Grüsse Euch liebe Witcher-Gemeinschaft,

ich bin gerade im Sumpf mit meinem Hexer und muss den alten Mann begleiten zum schrein. Aber es tun sich auf den weg diese Pflanzen namens Coccacidium auf und die sind einfach zu stark...

ich habe es mit umgehen versucht, aber da kommen diese Würmer die implodieren. Da ich mit dem alten Mann und seinem Hund unterwegs bin und ich möchte dass der alte Mann auch sein Hündchen behält also der Hund nicht sterben soll meide ich diese Würmer. 

Kann mir jemand sagen ob man diese Pflanzen besiegen kann? Ich habe sie mit Silberschwert auf schweren Kapfstil und sogar mit Geistersalbe probiert bringt nix

Dank im voraus für kleinen Tipp!


----------



## HanFred (30. Oktober 2007)

Leivel am 30.10.2007 12:58 schrieb:
			
		

> Kann mir jemand sagen ob man diese Pflanzen besiegen kann? Ich habe sie mit Silberschwert auf schweren Kapfstil und sogar mit Geistersalbe probiert bringt nix


feuer mögen die "pflanzen" überhaupt nicht. du kannst das entsprechende zeichen etwas ausbauen oder eben x mal die pflanze "anflamen"  .
zwischen den feuerstössen habe ich - glaube ich - mit dem schnellen stil auf die pflanze eingehackt.

ergo verfahre ich mit ihnen wie mit den Echinopsen, die ihrerseits bloss weniger aushalten.


----------



## archwizard80 (30. Oktober 2007)

Leivel am 30.10.2007 12:58 schrieb:
			
		

> Grüsse Euch liebe Witcher-Gemeinschaft,
> 
> ich bin gerade im Sumpf mit meinem Hexer und muss den alten Mann begleiten zum schrein. Aber es tun sich auf den weg diese Pflanzen namens Coccacidium auf und die sind einfach zu stark...
> 
> ...



Also anzünden wie HanFred schon richtig gesagt hat, dazu Swallow (Schwalbe?) und Blizzard Potion, dann sollte es eigentlich gehen.


----------



## deadlyeye (31. Oktober 2007)

archwizard80 am 30.10.2007 14:14 schrieb:
			
		

> Also anzünden wie HanFred schon richtig gesagt hat, dazu Swallow (Schwalbe?) und Blizzard Potion, dann sollte es eigentlich gehen.
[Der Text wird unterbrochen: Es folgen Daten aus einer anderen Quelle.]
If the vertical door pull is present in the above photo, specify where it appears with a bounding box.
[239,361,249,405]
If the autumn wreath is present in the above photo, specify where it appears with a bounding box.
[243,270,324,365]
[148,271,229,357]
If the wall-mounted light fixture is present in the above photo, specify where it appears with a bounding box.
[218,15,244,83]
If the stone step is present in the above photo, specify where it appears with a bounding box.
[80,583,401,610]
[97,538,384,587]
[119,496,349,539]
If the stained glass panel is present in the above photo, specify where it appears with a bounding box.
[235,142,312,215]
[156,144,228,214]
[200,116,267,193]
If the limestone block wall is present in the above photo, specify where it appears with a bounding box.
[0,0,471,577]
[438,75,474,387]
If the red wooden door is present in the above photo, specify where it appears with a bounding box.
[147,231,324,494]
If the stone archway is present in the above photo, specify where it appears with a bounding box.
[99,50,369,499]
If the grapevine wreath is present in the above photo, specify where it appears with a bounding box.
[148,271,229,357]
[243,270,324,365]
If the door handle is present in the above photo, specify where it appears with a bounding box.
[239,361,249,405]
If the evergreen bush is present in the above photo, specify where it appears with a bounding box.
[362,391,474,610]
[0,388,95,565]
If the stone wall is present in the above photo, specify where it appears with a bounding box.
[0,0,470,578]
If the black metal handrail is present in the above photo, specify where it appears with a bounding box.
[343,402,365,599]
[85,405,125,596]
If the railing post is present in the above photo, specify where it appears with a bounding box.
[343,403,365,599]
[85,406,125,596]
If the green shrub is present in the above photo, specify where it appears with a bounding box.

anzünden mögen sie nicht (sowas lernt man aus büchern), schwalbe auf alle fälle anfangs im sumpf, der blizzard(schneesturm) ist imho etwas übertrieben.
übrigens kannst du den weg auch einfach mal säubern bevor du den alten mann ansprichst, und das ganze am besten tagsüber machen dann ist der stressfaktor deutlich niedriger.


----------